The housing project is especially known for a pattern of tension between residents, gang members, and police, as well as significant racial tension.

The street gang Big Hazard ("Hazard Grande"), associated with the Mexican Mafia, is from Ramona Gardens. Gang and drug activity historically centered around The Square, an intersection and parking lot in the project.

Gang-on-gang crime occurs in and near the park. Two teenagers were shot and stabbed to death while attending a baby shower in January 1974, less than a month after another gang-related shooting fatality.

An Alternative Education and Work Center (AEWC) opened at Ramona Gardens in December 1989, giving Big Hazard gang members a place to finish high school, since Lincoln High School is in rival gang territory.

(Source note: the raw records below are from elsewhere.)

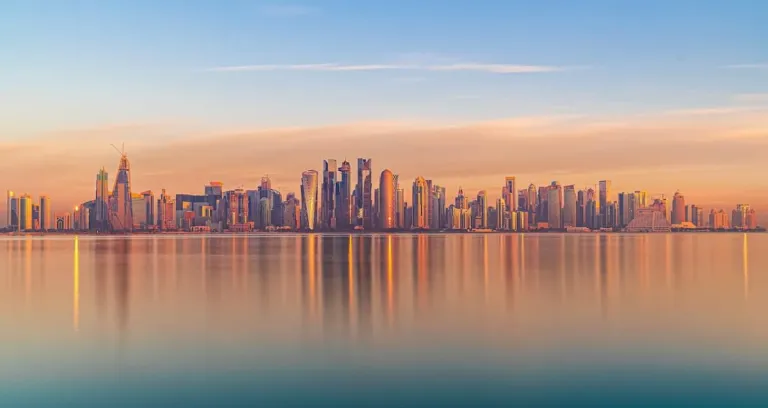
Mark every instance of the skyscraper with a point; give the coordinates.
(678, 208)
(511, 197)
(121, 203)
(13, 211)
(606, 197)
(309, 208)
(400, 208)
(102, 201)
(364, 193)
(344, 212)
(165, 212)
(328, 195)
(481, 209)
(554, 213)
(386, 204)
(45, 213)
(25, 213)
(420, 202)
(569, 214)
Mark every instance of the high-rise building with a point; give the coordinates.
(511, 197)
(309, 210)
(102, 218)
(13, 211)
(328, 195)
(45, 213)
(570, 209)
(606, 196)
(697, 217)
(215, 189)
(237, 209)
(419, 203)
(165, 212)
(364, 193)
(718, 220)
(25, 213)
(344, 211)
(386, 204)
(739, 216)
(555, 206)
(121, 203)
(502, 220)
(678, 209)
(481, 210)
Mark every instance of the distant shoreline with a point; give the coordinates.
(395, 232)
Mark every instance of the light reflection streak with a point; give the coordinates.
(390, 282)
(745, 267)
(76, 289)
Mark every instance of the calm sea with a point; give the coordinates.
(385, 320)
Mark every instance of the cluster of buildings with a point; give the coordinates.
(336, 199)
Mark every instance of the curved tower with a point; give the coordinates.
(419, 204)
(309, 199)
(387, 200)
(121, 210)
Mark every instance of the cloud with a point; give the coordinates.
(751, 98)
(660, 153)
(748, 66)
(337, 67)
(720, 110)
(287, 10)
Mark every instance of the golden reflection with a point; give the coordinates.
(351, 277)
(390, 281)
(312, 262)
(745, 266)
(76, 290)
(485, 267)
(27, 268)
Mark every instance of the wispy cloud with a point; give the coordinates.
(287, 10)
(336, 67)
(751, 98)
(761, 65)
(720, 110)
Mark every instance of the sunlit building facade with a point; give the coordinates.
(309, 197)
(419, 204)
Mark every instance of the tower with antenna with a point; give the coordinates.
(121, 207)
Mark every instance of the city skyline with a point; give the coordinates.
(552, 207)
(479, 93)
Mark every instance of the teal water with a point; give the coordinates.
(385, 320)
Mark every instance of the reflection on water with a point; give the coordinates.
(386, 305)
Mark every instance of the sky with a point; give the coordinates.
(654, 95)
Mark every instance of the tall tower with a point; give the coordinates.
(678, 208)
(569, 215)
(122, 203)
(605, 198)
(364, 192)
(309, 208)
(344, 197)
(102, 201)
(328, 195)
(555, 206)
(386, 204)
(13, 211)
(25, 213)
(45, 213)
(511, 198)
(420, 202)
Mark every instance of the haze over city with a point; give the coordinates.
(672, 101)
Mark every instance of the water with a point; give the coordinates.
(385, 320)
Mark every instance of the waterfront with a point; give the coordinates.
(283, 319)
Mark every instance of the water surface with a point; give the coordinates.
(385, 320)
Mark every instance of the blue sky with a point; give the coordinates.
(77, 64)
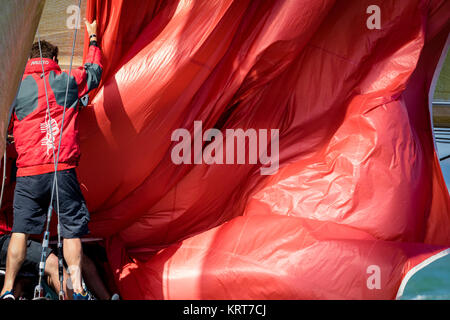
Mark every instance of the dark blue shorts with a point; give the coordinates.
(32, 199)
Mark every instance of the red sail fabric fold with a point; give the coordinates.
(358, 190)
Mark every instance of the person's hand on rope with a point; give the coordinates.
(91, 29)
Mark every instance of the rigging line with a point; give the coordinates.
(42, 263)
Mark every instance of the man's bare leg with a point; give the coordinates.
(17, 250)
(73, 253)
(51, 270)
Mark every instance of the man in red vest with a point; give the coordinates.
(36, 136)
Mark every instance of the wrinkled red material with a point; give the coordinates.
(359, 182)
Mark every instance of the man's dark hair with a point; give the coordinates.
(48, 50)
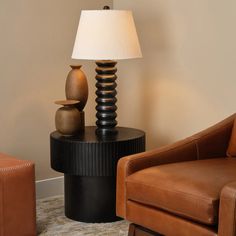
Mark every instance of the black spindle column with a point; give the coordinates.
(106, 98)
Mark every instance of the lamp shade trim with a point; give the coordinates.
(106, 35)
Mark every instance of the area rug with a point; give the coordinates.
(51, 221)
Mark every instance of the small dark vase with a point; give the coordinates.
(77, 86)
(68, 119)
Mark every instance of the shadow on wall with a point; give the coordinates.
(156, 46)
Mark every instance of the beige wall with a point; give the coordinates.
(36, 40)
(186, 80)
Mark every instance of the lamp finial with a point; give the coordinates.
(106, 8)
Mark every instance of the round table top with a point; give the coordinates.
(89, 135)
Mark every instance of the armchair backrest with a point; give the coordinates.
(213, 142)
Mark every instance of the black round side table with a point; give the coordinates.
(89, 166)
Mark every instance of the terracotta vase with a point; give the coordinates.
(77, 87)
(68, 119)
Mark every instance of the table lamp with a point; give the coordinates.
(106, 36)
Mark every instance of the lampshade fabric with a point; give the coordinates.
(106, 35)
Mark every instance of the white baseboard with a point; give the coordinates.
(50, 187)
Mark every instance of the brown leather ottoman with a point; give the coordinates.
(17, 197)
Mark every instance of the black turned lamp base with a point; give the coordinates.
(106, 98)
(106, 133)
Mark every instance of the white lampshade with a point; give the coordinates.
(106, 35)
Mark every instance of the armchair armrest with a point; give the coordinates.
(184, 150)
(209, 143)
(227, 211)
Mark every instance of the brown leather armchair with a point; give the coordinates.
(184, 189)
(17, 197)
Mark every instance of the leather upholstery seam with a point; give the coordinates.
(184, 215)
(176, 192)
(155, 156)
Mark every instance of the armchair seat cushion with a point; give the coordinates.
(189, 189)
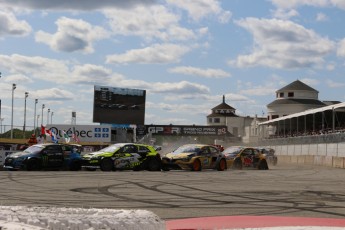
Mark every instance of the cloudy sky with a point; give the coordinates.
(185, 53)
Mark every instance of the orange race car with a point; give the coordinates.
(194, 157)
(239, 157)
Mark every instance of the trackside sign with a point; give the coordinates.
(85, 133)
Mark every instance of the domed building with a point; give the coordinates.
(294, 98)
(243, 127)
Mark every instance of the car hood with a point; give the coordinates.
(95, 154)
(19, 154)
(178, 156)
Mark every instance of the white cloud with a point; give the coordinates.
(53, 94)
(183, 87)
(74, 5)
(310, 81)
(159, 53)
(11, 26)
(39, 68)
(320, 17)
(339, 3)
(202, 8)
(56, 71)
(151, 22)
(333, 84)
(285, 13)
(296, 3)
(316, 3)
(72, 35)
(341, 48)
(208, 73)
(16, 78)
(283, 44)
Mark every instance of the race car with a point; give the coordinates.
(123, 156)
(44, 156)
(239, 157)
(269, 154)
(194, 157)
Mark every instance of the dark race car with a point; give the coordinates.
(45, 156)
(269, 153)
(123, 156)
(239, 157)
(194, 157)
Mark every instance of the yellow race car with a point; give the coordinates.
(194, 157)
(239, 157)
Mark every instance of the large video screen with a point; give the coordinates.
(119, 105)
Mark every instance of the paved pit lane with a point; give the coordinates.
(284, 190)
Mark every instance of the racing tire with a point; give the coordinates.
(165, 168)
(196, 166)
(263, 165)
(154, 165)
(106, 165)
(90, 169)
(33, 165)
(237, 163)
(75, 166)
(222, 165)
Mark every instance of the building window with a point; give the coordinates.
(275, 116)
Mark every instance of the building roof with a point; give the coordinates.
(292, 101)
(223, 105)
(336, 107)
(297, 85)
(222, 115)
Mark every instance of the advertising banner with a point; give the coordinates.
(81, 133)
(119, 105)
(186, 130)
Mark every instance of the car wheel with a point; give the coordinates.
(154, 165)
(263, 165)
(165, 168)
(221, 165)
(106, 164)
(32, 165)
(237, 163)
(196, 166)
(75, 166)
(90, 169)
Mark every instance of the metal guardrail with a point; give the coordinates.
(313, 139)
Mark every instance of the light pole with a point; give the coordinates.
(13, 88)
(38, 116)
(51, 118)
(42, 114)
(1, 119)
(26, 96)
(48, 116)
(36, 100)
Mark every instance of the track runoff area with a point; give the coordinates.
(286, 195)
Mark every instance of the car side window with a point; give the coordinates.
(130, 149)
(214, 151)
(52, 149)
(247, 152)
(204, 151)
(143, 149)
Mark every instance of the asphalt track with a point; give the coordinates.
(283, 191)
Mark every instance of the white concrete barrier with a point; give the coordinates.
(328, 154)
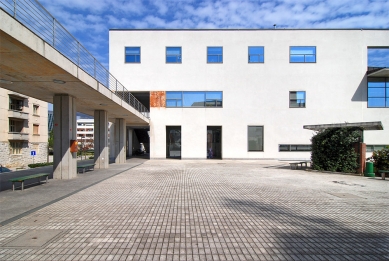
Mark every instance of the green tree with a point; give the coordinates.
(333, 150)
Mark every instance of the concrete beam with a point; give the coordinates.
(65, 127)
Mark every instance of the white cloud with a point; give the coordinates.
(90, 20)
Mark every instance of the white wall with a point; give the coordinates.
(253, 94)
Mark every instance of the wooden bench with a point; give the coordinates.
(383, 173)
(86, 167)
(301, 163)
(34, 176)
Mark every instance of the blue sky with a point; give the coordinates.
(90, 20)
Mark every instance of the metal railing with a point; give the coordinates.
(36, 18)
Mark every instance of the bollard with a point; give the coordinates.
(369, 171)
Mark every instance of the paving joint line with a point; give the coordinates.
(10, 220)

In 1967, a 17-year-old "Mexican boy", a suspect to an arson that occurred minutes before, was shot and killed by police. The police showed in large numbers to mediate the tension. The Los Angeles Sentinel said the scene was "an ominous, uneasy silence, like a placid lid resting atop a seething volcano." Further saying that help was being provided to the blacks by the Symbionese Liberation Army, and that the sides "were at war", with only the "strong presence of police officers who live in daily and nightly fear of snipers." Nine days later, the officer was cleared by the coroner's jury as a justifiable shooting. In 1974, four teenagers shot and killed a Thai ice cream vendor in what was called a "thrill killing" while children were waiting for ice cream. In 1991, two black families were firebombed in a racially motivated incident.

In 1991, police shot and killed an unarmed gang member, leading to an FBI investigation and grand jury probe of the police department for it and three other police killings. A firefight between gang members and police in 1996 ended with one gang member dead, a police officer wounded, and an angry crowd. Gang members shot at patrol vehicles in 2006. In 2007, a gang member died while in LAPD custody. The 2007 incident erupted in a riot involving 50 gang members and 100 police equipped in riot control gear.

On May 15, 2014, a number of apartments in Ramona Gardens were firebombed with Molotov cocktails. There were no injuries. Most of the victims were African American.